Śivasaṃhitā 1.98
Prathamaḥ paṭalaḥ — Jñāna
Sanskrit text
Transliteration
Commentary
Cosmogony in its most esoteric and Tantric expression. Bindu (the point, the drop of masculine semen) is identified with Śiva—pure consciousness, the masculine principle. Rajas (the feminine menstrual energy, the creative fluid) is identified with Śakti—active potency, the feminine principle.

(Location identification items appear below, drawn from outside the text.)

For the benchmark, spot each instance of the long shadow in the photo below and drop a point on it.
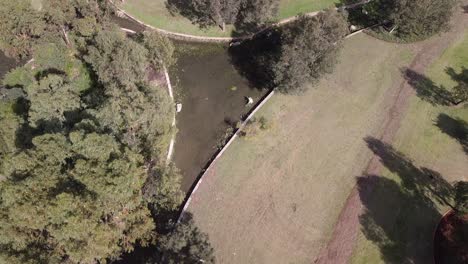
(400, 216)
(397, 220)
(455, 128)
(460, 92)
(427, 90)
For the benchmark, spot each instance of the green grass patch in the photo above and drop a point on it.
(403, 217)
(289, 8)
(156, 14)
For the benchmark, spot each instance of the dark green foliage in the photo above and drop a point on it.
(439, 94)
(186, 244)
(254, 14)
(22, 27)
(412, 19)
(245, 14)
(308, 50)
(77, 149)
(460, 91)
(134, 110)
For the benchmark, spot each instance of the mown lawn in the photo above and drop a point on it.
(155, 13)
(275, 198)
(406, 205)
(289, 8)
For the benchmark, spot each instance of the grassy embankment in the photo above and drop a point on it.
(275, 198)
(155, 13)
(401, 219)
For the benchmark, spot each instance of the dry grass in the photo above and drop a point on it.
(155, 13)
(275, 199)
(427, 146)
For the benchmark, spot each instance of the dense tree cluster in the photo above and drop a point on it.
(308, 50)
(412, 19)
(291, 57)
(82, 164)
(22, 26)
(245, 14)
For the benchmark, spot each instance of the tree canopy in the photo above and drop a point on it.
(82, 151)
(308, 50)
(412, 19)
(245, 14)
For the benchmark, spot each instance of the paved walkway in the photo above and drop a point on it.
(196, 38)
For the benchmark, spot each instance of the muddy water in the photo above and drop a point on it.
(213, 96)
(6, 64)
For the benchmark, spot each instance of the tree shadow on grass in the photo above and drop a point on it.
(187, 9)
(397, 220)
(455, 128)
(427, 90)
(400, 215)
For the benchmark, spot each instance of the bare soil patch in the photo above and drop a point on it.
(341, 246)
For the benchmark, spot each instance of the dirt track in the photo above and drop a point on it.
(343, 241)
(195, 38)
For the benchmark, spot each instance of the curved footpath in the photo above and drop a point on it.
(344, 237)
(195, 38)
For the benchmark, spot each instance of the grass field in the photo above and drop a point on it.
(405, 235)
(155, 13)
(275, 198)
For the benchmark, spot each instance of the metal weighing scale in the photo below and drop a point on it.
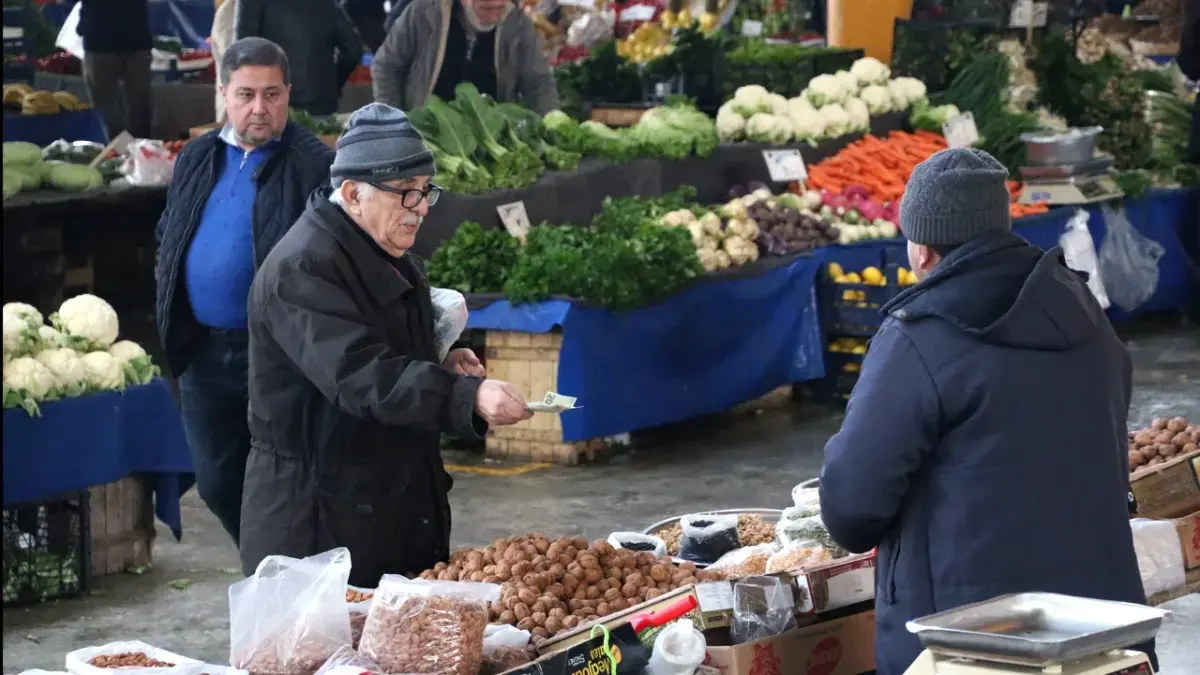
(1037, 633)
(1083, 183)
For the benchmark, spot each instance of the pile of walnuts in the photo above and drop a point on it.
(1162, 441)
(553, 586)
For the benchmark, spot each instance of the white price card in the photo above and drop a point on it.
(515, 219)
(785, 166)
(960, 131)
(1027, 13)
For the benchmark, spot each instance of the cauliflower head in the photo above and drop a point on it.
(103, 371)
(88, 322)
(869, 70)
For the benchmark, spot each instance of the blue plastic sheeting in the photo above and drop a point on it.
(43, 130)
(95, 440)
(191, 21)
(706, 350)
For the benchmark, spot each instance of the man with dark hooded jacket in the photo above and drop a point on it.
(348, 393)
(984, 447)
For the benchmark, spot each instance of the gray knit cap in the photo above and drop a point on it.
(953, 197)
(379, 144)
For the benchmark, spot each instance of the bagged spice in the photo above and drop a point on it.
(707, 537)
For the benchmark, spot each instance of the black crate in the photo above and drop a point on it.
(853, 309)
(47, 550)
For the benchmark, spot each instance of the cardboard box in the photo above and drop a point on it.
(844, 646)
(1168, 490)
(1188, 527)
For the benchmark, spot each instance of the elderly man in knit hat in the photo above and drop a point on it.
(347, 393)
(983, 449)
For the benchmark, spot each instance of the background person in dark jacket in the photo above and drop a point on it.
(117, 52)
(984, 446)
(318, 39)
(348, 394)
(234, 195)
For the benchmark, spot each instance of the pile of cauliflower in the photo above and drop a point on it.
(76, 354)
(832, 106)
(719, 244)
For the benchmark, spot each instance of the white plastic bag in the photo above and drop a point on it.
(449, 318)
(639, 543)
(1079, 254)
(292, 615)
(1128, 261)
(149, 163)
(678, 650)
(77, 662)
(445, 617)
(1159, 555)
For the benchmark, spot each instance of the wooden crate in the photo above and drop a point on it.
(121, 525)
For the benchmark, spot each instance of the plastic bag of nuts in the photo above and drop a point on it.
(427, 627)
(292, 615)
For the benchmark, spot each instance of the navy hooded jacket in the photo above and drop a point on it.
(984, 448)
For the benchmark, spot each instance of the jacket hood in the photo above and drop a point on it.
(1001, 290)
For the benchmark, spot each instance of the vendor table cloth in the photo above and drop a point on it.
(719, 342)
(95, 440)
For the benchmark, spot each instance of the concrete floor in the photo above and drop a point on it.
(715, 464)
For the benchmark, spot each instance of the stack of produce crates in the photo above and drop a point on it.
(851, 316)
(47, 548)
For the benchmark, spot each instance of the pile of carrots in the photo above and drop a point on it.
(883, 166)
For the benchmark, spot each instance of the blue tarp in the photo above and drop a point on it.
(95, 440)
(703, 351)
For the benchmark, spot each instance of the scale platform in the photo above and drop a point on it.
(1071, 184)
(1029, 633)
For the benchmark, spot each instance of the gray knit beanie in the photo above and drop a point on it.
(379, 144)
(953, 197)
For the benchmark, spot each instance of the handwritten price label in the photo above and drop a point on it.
(785, 166)
(515, 219)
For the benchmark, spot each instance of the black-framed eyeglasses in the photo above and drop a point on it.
(411, 197)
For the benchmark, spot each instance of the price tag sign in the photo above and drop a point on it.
(1027, 13)
(515, 219)
(960, 131)
(785, 166)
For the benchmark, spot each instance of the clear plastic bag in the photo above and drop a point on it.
(763, 607)
(292, 615)
(678, 650)
(449, 318)
(419, 626)
(707, 537)
(1159, 555)
(1079, 254)
(1128, 261)
(639, 543)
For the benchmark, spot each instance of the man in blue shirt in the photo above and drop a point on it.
(234, 195)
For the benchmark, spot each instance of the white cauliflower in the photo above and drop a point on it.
(136, 363)
(877, 99)
(730, 125)
(103, 371)
(70, 375)
(906, 93)
(869, 71)
(859, 114)
(88, 322)
(825, 89)
(27, 382)
(838, 121)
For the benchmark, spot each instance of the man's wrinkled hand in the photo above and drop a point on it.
(465, 362)
(499, 404)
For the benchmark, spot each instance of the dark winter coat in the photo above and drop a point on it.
(321, 42)
(984, 446)
(347, 405)
(298, 166)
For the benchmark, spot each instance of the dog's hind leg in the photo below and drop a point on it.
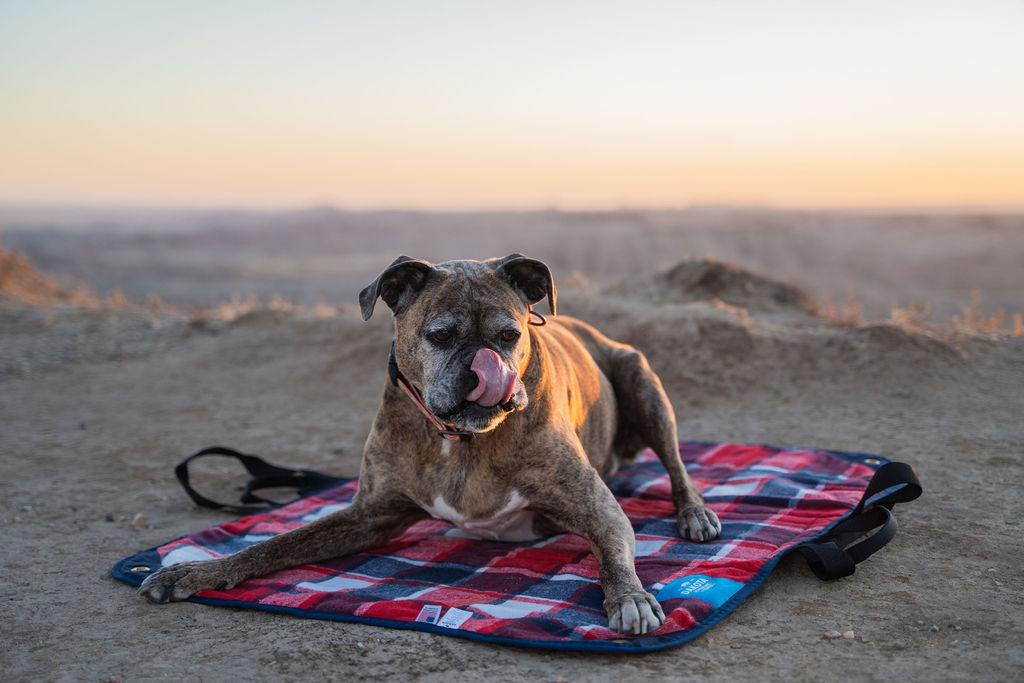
(646, 419)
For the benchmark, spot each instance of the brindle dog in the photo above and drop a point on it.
(535, 416)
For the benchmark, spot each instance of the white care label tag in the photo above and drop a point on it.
(454, 617)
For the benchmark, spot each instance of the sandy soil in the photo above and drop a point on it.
(97, 404)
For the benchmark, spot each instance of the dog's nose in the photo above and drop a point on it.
(495, 381)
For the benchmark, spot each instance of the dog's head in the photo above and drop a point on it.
(461, 332)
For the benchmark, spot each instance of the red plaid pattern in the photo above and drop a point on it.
(546, 593)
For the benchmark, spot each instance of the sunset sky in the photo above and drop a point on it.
(525, 104)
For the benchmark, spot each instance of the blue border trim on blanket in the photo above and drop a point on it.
(150, 558)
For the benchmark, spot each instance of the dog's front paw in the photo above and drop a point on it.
(177, 582)
(698, 523)
(634, 613)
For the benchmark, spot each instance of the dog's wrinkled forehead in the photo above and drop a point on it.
(408, 281)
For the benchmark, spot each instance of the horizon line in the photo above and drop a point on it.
(293, 207)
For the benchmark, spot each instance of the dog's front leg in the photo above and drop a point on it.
(366, 523)
(583, 504)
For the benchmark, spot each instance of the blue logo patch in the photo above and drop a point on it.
(715, 590)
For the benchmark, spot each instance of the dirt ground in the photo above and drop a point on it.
(98, 403)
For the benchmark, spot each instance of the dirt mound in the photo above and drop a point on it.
(20, 282)
(710, 281)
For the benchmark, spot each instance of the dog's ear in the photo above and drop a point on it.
(403, 278)
(529, 278)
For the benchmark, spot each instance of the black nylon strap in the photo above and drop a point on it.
(264, 475)
(869, 527)
(840, 556)
(900, 477)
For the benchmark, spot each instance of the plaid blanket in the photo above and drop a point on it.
(546, 593)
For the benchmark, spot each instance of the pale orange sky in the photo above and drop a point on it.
(476, 105)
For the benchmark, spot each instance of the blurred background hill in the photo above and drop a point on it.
(939, 261)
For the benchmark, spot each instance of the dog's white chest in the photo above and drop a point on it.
(512, 522)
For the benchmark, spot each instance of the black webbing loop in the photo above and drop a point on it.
(868, 528)
(264, 475)
(900, 477)
(839, 556)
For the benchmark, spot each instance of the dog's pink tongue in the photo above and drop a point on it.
(496, 381)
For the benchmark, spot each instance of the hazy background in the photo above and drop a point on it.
(200, 151)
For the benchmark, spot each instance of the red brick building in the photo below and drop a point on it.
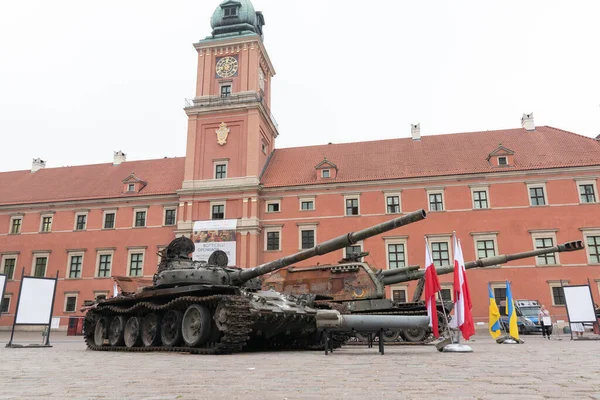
(502, 192)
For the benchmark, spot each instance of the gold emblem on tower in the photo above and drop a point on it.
(222, 133)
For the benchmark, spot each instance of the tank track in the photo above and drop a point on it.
(233, 339)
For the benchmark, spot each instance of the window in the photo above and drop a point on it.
(75, 265)
(480, 199)
(393, 204)
(140, 219)
(104, 264)
(396, 255)
(220, 171)
(352, 206)
(9, 268)
(587, 193)
(440, 253)
(5, 307)
(71, 303)
(170, 216)
(15, 225)
(80, 222)
(225, 90)
(136, 263)
(40, 264)
(436, 200)
(46, 224)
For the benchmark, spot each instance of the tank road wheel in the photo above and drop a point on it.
(170, 328)
(415, 335)
(116, 329)
(132, 332)
(150, 330)
(100, 331)
(196, 326)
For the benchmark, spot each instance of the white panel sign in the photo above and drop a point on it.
(209, 236)
(35, 301)
(580, 304)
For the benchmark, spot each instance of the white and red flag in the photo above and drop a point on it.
(432, 286)
(462, 296)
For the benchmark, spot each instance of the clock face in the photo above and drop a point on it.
(227, 67)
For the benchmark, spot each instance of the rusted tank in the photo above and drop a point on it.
(209, 308)
(360, 288)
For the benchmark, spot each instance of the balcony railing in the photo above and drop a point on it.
(232, 99)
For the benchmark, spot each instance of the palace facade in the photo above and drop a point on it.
(503, 191)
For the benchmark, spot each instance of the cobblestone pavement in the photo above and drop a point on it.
(538, 369)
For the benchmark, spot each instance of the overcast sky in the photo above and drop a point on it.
(80, 79)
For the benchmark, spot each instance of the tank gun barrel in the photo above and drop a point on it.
(332, 245)
(409, 273)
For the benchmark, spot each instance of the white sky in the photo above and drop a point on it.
(80, 79)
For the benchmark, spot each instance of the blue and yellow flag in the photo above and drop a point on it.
(513, 328)
(494, 322)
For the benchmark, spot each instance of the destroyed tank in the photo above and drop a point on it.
(361, 289)
(209, 308)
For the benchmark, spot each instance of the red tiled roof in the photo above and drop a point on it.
(437, 155)
(164, 176)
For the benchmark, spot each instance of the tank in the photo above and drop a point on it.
(209, 308)
(360, 289)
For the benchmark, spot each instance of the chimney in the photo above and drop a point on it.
(415, 131)
(119, 158)
(37, 164)
(527, 122)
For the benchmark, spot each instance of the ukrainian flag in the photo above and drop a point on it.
(512, 314)
(494, 322)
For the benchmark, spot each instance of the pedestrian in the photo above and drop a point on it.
(545, 321)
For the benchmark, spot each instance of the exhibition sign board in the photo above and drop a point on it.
(213, 235)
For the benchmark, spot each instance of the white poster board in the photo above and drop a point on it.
(213, 235)
(35, 301)
(580, 305)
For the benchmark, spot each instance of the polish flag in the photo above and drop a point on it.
(432, 286)
(462, 297)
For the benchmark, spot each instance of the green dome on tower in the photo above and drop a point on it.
(236, 17)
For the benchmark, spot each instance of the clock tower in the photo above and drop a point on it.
(231, 131)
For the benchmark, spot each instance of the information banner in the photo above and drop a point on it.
(213, 235)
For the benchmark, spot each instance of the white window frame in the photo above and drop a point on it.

The union of these two principles—not only symbolic but literal in Tantric practice—generates the totality of beings.
Bindu (point, drop, seed) is one of the richest concepts in Tantric yoga: it designates the concentrated masculine creative energy, the principle of Śiva in the body. Rajas (here in its sense of feminine flow, not of guṇa) is the Śakti counterpart. Ubhayormilanāt (from the union of both) and svayam (spontaneously, by themselves) describe the generative process as an act of freedom and spontaneity, not mechanical necessity.
In the Śivasaṃhitā’s Tantric yoga, the union of bindu and rajas has a direct practical dimension: the techniques of khecarīmudrā, vajrolīmudrā, and other practices in the following chapters will work with these fluids to reverse the process of creation—from manifestation toward reabsorption. Cosmogony thus becomes a guide to practice: knowing how the universe is created is knowing how to be liberated from it.